Now the needed bands are arranged and will be available the beginning of next week, I've planted those which should benefit from the larger soil ball the foam cups provide. I'm quite pleased how well wrapping has worked in this very warm, dry, sunny "winter". I'm not surprised how successful the Fortuniana cuttings callused as this method was originally used to root this variety commercially as root stock. I'm thrilled mine, for the same purpose, responded as well. 

Little Meghan, a miniature I wanted to reproduce because it is a friend's name and not easily replaced, also responded quite well. 

Some needed to be longer than would fit completely within the cups. Leaving them exposed to the brilliant sun, increased heat and drying winds without green house or plastic cover, could cause them to fail. I came up with a cheap, easy fix, cheap being the operative word. I never throw anything away I may be able to repurpose. Shirt boards used by dry cleaners when they fold shirts made the perfect "tubes" or cylinders to increase the soil holding capabilities of the 16 oz. foam cups. The boards are fairly dense card board which will stand up to water and the elements better than news paper. The boards are twelve inches long, so I cut them into three, four inch strips across their longest length, rolled them and stapled them together to create cylinders. 

It's pretty much what I've done to mound bare root plants for years. Back in the mid eighties, Gurney Seed sold translucent plastic cylinders for "winter protection", which were strips of heavy plastic you rolled and inserted tabs into pre cut slots so they retained their shape all winter. You would slip them over the plants and fill with mulch, the cylinders retaining the mulch around the plants until removed in spring. I purchased a number of them and reused those cylinders for many years until they finally deteriorated. I wasn't able to find anything like them for replacements, but found many layers of news paper, folded in half, then rolled and stapled, or even a length of corrugated card board, cut to the desired height then stapled or tied into a cylinder with plant tape, string or rope, could easily serve the purpose at my favorite cost...FREE! Once formed and secured, the cylinders are easily slipped over the plant or cutting, then filled with potting soil to insulate and shade the plant until new growth begins from the exposed inch or two of exposed canes. 

I felt due to the length of cane between growth buds, some of these would benefit from longer lengths providing greater stores of nutrients to carry them through wrapping and, hopefully, result in more successful new, own root plants. I potted the cuttings deeply in the cups, with the callused bottoms half an inch or so from the cup bottoms, then filled to the level I wished the cylinders to be inserted to. I slid the cylinders over the exposed cutting ends, then filled with potting soil, firming it inside the cups and cylinders as I filled, then watered them in well. 

Prior to thinking of the cylinders and before needing any quantity of them, I thought of using the smaller size band pots I'd collected over the years, but thought too small for propagation as they dry out too quickly here. I cut the bracing out of the bottoms so they are simply square cylinders, then used them the same way as my shirt board cylinders. 

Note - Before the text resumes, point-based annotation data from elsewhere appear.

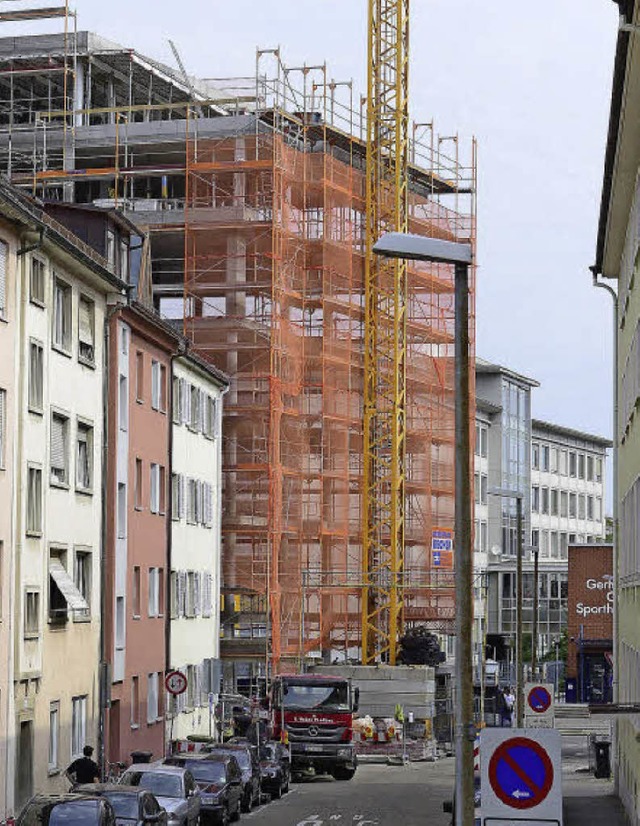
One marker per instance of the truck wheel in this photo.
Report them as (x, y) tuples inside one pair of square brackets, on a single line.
[(341, 773)]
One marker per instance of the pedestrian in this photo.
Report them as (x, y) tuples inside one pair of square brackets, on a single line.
[(84, 769), (511, 703)]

The shirt board cylinders only have to last a few weeks until new growth begins pushing from the cutting ends. At that point, I can safely invert the cups while holding the cylinders securely in place and slip off the cups to view the soil ball bottom and inspect for roots. Once there are nice roots, I can remove the cylinders, exposing more of the cutting length to harden them off gradually. At this point, the plant is absorbing nutrients and water through its new roots, replacing the stored nutrients it relied upon to callus and survive until the roots formed. It no longer needs to be kept dark, cool and damp as it needs the warmth and sun to begin photosynthesizing its own food. Exposing just that little extra of the green stem provides more light and heat to start the food production while permitting the cutting to begin hardening off gradually, without the shock of being fully exposed to the more extreme conditions. 

A week or so later, depending upon how vigorously each plant is producing roots, I'll slide the cups off the soil balls, put two or so inches of fresh potting soil inside, then set the root ball inside the cup to lift the plant higher in the pot, providing more room for root growth. I'll gently begin filling the cup with the soil which has been used to keep the cutting length cool, dark and damp until the cutting is planted the desired depth, then water in well. At this point, nothing other than keeping them watered is required until the roots begins filling the expanded soil balls. Once sufficiently filled, it's time to plant in larger pots.